Eon hatte das Unternehmen 2012 für 3,2 Mrd. Euro an ein Konsortium verkauft. Inzwischen hat sich der Wert beinahe verdoppelt. Gemäß Finanzkreisen wurde Open Grid Europe bei dem Deal jetzt mit 6 Mrd. Euro inklusive Schulden bewertet.

Fluxys sieht sich als Vorreiter der Dekarbonisierung und will die Wasserstoffinfrastruktur mit aufbauen. „Seit unserer Investition im Jahr 2012 hat OGE sein Netz umfassend modernisiert, um seine Infrastruktur auf die Zukunft vorzubereiten“, sagte Hilko Schomerus, Managing Director bei Macquarie Asset Management, dem in Deutschland auch der zweitgrößte Ferngasnetzbetreiber Thyssengas aus Dortmund gehört. „Mit einem Netz, das sich über die gesamte Länge und Breite des Landes erstreckt, spielt OGE heute eine zen­trale Rolle im deutschen Energiesystem und ebnet den Weg hin zu einer Wasserstoffwirtschaft.“

Marktführer in Deutschland

OGE gehört mit rund 1 450 Beschäftigten und einem Netz von 12000 Kilometern Länge zu den größten Ferngasnetzbetreibern in Europa. Zusammen mit den 2000 Kilometern, die der belgischen Fluxys hierzulande schon gehören, baut das Unternehmen die Position als Marktführer in Deutschland aus. Zu den Anteilseignern neben Fluxys mit 24% zählen ferner British Columbia Investment Management mit 32%, die Abu Dhabi Investment Authority mit 25% und die Münchener Rück mit 19%.

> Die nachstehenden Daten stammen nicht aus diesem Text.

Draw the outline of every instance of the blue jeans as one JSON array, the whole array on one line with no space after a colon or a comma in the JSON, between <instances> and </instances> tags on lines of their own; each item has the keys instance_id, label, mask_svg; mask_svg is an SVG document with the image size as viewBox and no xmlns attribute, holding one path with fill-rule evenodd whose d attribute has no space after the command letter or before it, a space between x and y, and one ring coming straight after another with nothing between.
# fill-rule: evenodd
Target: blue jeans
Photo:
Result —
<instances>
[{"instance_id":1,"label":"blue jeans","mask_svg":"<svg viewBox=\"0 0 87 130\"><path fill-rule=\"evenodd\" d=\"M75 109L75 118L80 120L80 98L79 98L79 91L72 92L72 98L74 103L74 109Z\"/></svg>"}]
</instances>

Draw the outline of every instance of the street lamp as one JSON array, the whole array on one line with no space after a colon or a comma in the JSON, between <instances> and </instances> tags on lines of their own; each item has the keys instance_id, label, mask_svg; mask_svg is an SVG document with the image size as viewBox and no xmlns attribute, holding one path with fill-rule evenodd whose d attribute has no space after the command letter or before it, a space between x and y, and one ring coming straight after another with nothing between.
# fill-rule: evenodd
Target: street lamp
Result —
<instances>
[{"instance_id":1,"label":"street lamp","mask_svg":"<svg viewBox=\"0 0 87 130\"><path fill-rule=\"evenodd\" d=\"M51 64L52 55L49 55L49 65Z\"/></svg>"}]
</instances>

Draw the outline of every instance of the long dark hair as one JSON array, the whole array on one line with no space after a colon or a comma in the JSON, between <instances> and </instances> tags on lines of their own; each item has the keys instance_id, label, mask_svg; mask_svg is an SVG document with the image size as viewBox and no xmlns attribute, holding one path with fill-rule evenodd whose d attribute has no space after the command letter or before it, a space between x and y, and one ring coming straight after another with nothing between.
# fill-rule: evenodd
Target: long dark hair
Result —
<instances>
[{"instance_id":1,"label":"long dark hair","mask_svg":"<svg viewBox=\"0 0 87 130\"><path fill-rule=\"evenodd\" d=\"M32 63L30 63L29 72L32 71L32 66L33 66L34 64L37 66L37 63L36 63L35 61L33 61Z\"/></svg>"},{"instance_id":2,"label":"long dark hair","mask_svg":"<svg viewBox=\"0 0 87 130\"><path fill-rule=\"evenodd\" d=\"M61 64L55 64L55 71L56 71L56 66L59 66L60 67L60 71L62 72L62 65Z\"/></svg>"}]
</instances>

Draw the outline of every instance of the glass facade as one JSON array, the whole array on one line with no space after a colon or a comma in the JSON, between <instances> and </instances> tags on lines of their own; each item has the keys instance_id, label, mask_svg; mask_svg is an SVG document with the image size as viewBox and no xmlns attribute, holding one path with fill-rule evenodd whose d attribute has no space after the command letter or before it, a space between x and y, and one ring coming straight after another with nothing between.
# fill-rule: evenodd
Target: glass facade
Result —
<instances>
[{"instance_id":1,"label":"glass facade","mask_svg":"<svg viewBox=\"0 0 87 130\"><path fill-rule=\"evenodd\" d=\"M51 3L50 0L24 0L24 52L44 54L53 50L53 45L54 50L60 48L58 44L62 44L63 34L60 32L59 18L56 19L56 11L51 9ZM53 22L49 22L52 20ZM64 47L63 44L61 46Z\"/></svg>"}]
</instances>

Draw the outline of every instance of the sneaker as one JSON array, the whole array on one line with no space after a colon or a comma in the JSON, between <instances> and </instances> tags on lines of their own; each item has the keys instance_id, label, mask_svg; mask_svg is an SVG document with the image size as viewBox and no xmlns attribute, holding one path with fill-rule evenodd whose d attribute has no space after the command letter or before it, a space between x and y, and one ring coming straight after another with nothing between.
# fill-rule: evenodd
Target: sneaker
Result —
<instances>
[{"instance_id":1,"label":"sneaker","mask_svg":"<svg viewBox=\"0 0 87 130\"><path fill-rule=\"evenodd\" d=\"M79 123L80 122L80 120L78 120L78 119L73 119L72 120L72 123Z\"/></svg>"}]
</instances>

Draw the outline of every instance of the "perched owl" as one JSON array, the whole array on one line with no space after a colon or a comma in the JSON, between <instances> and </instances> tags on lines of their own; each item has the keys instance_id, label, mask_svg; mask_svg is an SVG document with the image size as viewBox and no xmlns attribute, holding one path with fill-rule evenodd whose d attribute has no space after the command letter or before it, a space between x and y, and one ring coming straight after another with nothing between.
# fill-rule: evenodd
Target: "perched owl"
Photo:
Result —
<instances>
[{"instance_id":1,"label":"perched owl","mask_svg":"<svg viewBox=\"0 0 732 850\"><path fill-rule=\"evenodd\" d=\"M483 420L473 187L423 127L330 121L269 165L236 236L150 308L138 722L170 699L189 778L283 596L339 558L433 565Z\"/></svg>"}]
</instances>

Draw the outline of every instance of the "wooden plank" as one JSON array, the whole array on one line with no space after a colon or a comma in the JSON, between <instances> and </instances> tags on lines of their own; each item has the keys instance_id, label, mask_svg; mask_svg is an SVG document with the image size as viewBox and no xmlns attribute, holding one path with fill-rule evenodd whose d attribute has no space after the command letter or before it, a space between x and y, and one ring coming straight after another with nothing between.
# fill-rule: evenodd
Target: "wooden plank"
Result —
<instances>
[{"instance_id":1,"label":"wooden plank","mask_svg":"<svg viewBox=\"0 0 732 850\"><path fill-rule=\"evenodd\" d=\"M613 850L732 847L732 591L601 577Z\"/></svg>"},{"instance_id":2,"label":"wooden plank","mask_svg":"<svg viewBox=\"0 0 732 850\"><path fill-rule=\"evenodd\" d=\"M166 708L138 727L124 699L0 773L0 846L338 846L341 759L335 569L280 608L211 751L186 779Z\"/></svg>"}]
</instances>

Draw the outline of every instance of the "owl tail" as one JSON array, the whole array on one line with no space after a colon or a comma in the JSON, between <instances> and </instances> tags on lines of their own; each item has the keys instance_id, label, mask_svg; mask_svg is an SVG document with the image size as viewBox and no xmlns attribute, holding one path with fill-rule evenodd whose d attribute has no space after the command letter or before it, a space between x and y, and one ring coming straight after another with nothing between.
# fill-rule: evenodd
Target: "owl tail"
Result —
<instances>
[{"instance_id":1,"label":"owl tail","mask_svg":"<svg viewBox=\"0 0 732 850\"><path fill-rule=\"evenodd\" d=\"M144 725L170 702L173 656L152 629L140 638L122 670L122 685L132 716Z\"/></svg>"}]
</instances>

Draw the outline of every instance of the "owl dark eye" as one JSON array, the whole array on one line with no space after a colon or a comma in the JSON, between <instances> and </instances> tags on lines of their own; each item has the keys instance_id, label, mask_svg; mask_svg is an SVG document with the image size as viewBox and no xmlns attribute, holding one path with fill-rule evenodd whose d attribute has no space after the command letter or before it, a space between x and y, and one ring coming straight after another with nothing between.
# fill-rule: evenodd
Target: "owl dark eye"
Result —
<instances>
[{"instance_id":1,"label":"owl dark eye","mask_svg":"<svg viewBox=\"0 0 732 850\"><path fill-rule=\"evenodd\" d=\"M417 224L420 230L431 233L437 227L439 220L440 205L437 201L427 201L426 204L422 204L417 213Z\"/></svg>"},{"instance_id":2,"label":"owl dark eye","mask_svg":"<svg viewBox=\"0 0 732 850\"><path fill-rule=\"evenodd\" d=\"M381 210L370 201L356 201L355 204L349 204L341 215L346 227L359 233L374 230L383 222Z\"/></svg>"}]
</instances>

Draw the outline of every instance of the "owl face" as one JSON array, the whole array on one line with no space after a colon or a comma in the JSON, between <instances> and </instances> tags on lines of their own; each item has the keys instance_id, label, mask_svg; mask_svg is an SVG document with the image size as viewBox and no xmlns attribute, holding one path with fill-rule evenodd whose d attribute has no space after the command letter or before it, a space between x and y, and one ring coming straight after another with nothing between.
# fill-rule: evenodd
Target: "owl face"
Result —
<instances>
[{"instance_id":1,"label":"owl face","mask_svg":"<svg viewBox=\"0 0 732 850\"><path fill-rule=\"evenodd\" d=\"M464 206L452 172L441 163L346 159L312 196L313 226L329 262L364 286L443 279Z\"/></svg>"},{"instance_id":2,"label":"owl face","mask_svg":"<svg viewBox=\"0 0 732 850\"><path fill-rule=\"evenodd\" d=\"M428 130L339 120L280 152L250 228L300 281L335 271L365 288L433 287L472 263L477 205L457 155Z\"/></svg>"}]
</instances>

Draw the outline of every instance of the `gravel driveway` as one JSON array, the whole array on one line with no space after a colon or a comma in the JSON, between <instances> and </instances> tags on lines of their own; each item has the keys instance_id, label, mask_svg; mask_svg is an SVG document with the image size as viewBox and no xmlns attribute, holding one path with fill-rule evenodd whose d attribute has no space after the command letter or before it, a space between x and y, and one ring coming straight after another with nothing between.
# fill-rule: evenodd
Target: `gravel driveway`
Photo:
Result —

Fluxys baut ihr Gasfernleitungsnetz noch mit einem weiteren Zukauf aus: Der Schweizer Energiekonzern Axpo verkauft seine Beteiligung an der Erdgaspipeline Trans Adriatic Pipeline AG (TAP) für 210 Mill. Euro. Käufer der 5-%-Beteiligung seien die spanische Enagás und die belgische Fluxys, wie Axpo am Freitag mitteilte. Die beiden Unternehmen stockten ihre Beteiligung damit auf je 20% auf. Die übrigen Eigner seien BP, die aserbaidschanische Socar und die italienische Snam. TAP betreibe die Infrastruktur für den Erdgastransport von der griechisch-türkischen Grenze durch Griechenland, Albanien und die Adria bis nach Süditalien. Die 880 Kilometer lange Pipeline sei Teil des 3500 Kilometer langen südlichen Gaskorridors, über den Erdgas vom Gasfeld Shah Deniz II in Aserbaidschan nach Europa transportiert werde.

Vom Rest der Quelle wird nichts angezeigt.